Al termine delle vacanze estive, oltre il 35% degli italiani sperimenta la cosiddetta "sindrome da rientro", secondo il Centro Studi Pool Pharma. Questo fenomeno, caratterizzato da ansia, tristezza e spossatezza, colpisce prevalentemente le persone tra i 25 e i 45 anni, rendendo difficile il ritorno alla routine quotidiana dopo un periodo di riposo.
Camilla Pizzoni, direttore generale di Pool Pharma, sottolinea che non si tratta solo di pigrizia, ma di una reazione fisiologica e psicologica al passaggio da un ritmo di vita rilassato a uno stressante. Durante le vacanze, il corpo e la mente si abituano a un ritmo più lento, e il ritorno al lavoro può generare scompensi.

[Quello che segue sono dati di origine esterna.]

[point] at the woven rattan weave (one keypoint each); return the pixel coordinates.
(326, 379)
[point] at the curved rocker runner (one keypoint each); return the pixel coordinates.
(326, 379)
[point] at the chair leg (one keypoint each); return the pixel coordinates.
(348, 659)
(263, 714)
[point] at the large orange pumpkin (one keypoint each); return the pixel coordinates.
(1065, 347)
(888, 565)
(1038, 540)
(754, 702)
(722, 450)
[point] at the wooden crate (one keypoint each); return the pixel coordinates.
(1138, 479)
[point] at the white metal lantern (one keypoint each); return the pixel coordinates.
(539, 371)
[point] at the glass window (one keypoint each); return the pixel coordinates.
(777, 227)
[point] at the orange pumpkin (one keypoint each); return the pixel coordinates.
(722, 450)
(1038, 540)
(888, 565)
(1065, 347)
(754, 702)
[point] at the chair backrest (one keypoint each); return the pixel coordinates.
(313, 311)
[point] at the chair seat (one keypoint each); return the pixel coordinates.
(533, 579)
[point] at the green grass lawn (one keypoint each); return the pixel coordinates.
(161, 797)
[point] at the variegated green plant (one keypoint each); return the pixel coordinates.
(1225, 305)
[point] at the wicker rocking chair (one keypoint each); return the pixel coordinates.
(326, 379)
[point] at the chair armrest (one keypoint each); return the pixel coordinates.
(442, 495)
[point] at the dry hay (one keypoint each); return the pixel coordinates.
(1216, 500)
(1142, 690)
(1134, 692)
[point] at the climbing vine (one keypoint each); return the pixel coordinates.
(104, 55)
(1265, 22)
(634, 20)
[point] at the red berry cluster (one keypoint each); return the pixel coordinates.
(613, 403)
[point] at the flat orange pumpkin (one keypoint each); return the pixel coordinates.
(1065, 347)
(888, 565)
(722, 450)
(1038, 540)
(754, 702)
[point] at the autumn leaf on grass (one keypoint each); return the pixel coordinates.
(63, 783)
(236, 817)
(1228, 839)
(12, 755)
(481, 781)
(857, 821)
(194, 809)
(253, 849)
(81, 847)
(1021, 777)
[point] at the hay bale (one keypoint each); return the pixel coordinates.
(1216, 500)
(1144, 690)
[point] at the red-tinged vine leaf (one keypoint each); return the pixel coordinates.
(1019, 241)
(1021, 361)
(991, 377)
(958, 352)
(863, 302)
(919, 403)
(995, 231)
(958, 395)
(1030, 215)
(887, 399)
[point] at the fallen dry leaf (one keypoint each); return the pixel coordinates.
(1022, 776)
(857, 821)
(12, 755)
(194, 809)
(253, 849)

Inaspettatamente, anche gli 8,9 milioni di italiani che hanno trascorso le ferie nella propria residenza sono colpiti dalla sindrome. Questi individui, che non hanno avuto la possibilità di staccare completamente, possono sperimentare sintomi emotivi come irritazione e tristezza.
La sindrome da rientro è influenzata anche dal contesto sociale e dalla vita frenetica delle grandi città. Le regioni del centro-nord, in particolare, mostrano un'incidenza maggiore. La Lombardia è la regione più colpita, con il 53% dei casi, seguita da Veneto (46%), Piemonte (41%), Emilia Romagna (40%) e Lazio (38%). Al contrario, le regioni meridionali e le isole, grazie alla loro vicinanza a località turistiche, presentano una minore incidenza, con solo il 14% dei casi in Sardegna e il 19% in Sicilia.